In general, there is a relationship between a function and its Fourier transform. A smooth function has a quickly decaying Fourier transform, and a quickly decaying function has a smooth Fourier transform.
For example, see the old question: Smoothness and decay property of Fourier transformation
I want to make a more general inquiry.

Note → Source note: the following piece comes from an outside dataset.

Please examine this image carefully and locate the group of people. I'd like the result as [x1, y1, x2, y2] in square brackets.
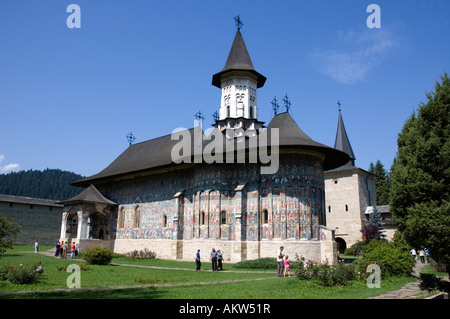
[411, 248, 430, 264]
[277, 246, 291, 277]
[55, 241, 80, 259]
[195, 248, 223, 271]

Say that you have $u\in H^s_{\textrm{loc}}(\mathbb{R}^n)$ where $s\in\mathbb{R}$ and $H^s_{\textrm{loc}}(\mathbb{R}^n)$ is the space of tempered distributions s.t. their restriction to any bounded open subset $\Omega\in\mathbb{R}^n$ is in $H^s(\Omega).$ What can we say about the decay rate of its Fourier transform? How, in fact, do we define the decay rate of the Fourier transform, given that we have no reason to expect the Fourier transform to be smooth or even $\mathbb{L}^2_{\textrm{loc}}$? For this purpose, let's say we know that $\hat{u}\in H^{-t}_{\textrm{loc}}(\mathbb{R}^n)$ where $t>0$ is a real number that could be aribtrarily large, to keep things simple.
I'm also interested in the inverse relationship. If we have a tempered distribution $w\notin H^s_{\textrm{loc}}(\mathbb{R}^n)$, I expect that we should be able to show that in some sense the Fourier Transform of $w$ decays slowly in some sense.